The trial judge, Mohammed Idris, in his ruling on the matter, granted the request by the NSE to be allowed to put in its defence in the suit.

The judge, who ordered the NSE to put in its defence, also allowed the re-presentation of argument of the plaintiff's originating summons.

But Idris declined to set aside the proceedings of March 9, 2011 during which the SEC argued and adopted its final address and ordered the plaintiff to file its reply to the NSE's counter-affidavit to the originating summons.

He adjourned to April 15 for the plaintiff and NSE to argue their applications and adopt their final addresses, preparatory to the judgment.

SEC, it will be recalled, sacked okereke-Onyuike, on August 5, 2010 in accordance with its powers under the Investment and Securities Act (ISA), over allegation of misconducts on her part, which the commission perceived as capable of negatively impacting the fortune of the stock market and the image of NSE.

She had, while opposing NSE's inclusion in the case, argued that it was a ploy to delay the prompt determination of the suit.

Okereke-Onyuike stated that she was neither seeking to be reinstated nor did she intend to disrupt the on-going efforts by the interim management to reorganise and restructure the stock market.

The ex-NSE chief, who said she was through with the NSE, having tendered her resignation letter before her sack, stated that she harboured no grudge against her former employer and intends not to raise any claim against it.

Okereke-Onyuike said her suit was to challenge the propriety of her removal by SEC and to among others, restrain SEC and its agents from treating and relating to her 'as a removed DG of the NSE.'

She is also claiming N3 billion as damages against SEC.

The NSE, however, argued in its motion that there was no way its interest would not be affected whichever way the case was decided. It noted that despite its former DG's assurance that her case was not directed at NSE, its organisation, management and operations could be affected by the case's outcome.

NSE's Legal Adviser, Tinuade Awe, said in a supporting affidavit that Okereke-Onyuike, who attained the mandatory retirement age of 60 years last November, had tendered her resignation letter last August and had intended to exit the company last December.

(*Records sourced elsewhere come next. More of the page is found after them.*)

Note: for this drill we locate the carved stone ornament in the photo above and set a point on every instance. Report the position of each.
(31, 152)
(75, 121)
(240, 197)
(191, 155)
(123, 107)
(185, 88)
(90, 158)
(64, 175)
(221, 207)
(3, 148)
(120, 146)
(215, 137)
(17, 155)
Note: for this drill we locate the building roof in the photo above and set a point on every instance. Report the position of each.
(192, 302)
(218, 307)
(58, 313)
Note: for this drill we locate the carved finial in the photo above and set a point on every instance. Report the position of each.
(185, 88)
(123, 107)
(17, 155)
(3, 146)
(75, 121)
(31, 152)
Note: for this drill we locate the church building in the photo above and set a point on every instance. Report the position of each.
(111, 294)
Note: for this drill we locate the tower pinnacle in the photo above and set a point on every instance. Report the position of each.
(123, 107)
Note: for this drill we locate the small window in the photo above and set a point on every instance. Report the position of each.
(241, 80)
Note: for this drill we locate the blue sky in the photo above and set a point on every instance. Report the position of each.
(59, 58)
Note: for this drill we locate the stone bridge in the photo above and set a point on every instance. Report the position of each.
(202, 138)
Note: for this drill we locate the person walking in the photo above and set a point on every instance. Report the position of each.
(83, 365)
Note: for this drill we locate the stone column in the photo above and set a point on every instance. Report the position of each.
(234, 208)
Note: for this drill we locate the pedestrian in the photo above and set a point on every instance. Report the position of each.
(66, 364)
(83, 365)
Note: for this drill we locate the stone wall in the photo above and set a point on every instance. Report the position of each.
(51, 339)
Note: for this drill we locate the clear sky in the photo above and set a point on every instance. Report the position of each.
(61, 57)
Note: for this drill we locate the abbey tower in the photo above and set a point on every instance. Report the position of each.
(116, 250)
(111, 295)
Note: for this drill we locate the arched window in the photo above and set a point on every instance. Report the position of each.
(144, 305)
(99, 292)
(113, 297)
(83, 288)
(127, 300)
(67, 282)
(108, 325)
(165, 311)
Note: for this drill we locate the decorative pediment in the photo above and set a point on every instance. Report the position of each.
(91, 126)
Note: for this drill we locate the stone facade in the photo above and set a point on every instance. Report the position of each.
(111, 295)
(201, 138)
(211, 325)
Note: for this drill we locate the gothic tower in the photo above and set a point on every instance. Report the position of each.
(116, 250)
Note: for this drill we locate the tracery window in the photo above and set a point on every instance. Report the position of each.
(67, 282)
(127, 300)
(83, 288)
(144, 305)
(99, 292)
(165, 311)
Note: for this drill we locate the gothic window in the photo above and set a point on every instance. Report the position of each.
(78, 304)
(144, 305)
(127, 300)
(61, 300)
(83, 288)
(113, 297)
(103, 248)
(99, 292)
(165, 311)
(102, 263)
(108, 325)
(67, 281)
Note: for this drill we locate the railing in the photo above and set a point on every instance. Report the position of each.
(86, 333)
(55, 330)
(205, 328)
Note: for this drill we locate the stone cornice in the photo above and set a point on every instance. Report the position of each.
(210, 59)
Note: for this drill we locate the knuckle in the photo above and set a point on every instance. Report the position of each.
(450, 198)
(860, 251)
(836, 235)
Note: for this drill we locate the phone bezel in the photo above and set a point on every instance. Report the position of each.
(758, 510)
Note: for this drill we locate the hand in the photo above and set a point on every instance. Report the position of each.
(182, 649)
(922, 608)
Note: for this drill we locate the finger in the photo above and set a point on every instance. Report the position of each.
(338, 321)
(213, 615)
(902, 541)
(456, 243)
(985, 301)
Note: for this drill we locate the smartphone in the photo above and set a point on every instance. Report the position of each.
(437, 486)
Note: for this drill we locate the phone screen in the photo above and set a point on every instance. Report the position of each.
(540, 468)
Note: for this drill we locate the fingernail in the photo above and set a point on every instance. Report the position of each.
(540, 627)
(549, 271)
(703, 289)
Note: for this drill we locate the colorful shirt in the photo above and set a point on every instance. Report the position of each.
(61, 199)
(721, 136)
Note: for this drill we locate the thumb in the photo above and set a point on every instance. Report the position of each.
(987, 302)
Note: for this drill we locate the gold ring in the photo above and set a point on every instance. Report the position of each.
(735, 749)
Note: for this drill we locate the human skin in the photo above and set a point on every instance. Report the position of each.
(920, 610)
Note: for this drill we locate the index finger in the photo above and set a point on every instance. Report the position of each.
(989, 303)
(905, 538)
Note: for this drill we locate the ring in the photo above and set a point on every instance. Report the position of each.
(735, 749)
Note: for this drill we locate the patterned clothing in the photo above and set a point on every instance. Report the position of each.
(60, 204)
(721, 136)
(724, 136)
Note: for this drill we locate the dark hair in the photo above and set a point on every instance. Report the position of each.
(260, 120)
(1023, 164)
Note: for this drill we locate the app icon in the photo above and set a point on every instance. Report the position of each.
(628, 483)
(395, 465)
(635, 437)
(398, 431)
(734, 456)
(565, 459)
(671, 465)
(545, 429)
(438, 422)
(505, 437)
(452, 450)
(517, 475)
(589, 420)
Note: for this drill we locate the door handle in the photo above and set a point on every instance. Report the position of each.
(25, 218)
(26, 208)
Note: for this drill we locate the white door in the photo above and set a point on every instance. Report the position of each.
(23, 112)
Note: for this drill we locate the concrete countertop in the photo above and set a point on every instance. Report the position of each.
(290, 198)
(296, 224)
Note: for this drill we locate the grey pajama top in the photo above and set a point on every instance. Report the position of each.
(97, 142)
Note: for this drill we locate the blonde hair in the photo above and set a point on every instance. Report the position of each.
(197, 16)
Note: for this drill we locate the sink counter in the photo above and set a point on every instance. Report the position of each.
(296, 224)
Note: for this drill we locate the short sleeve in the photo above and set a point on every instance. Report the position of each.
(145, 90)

She acknowledged the existence of 'some allegations of wrong-doings and inappropriate conducts regarding the plaintiff's tenure of office as the DG of the NSE.'

Okereke-Onyuike stated that NSE's procedures in addressing issues of discipline required that the target of such disciplinary inquiry vacated office while such inquiry was being conducted.

Awe stated that NSE was currently restructuring its operations, including personnel reorganisation and possible recruitment of senior members of management, as part of efforts by the new management to reposition the exchange and restore public confidence in the nation's stock market.

The lawyer said NSE's participation in the case was to ensure that all necessary facts were made available to avert a decision that could unduly interfere with its on-going internal restructuring process.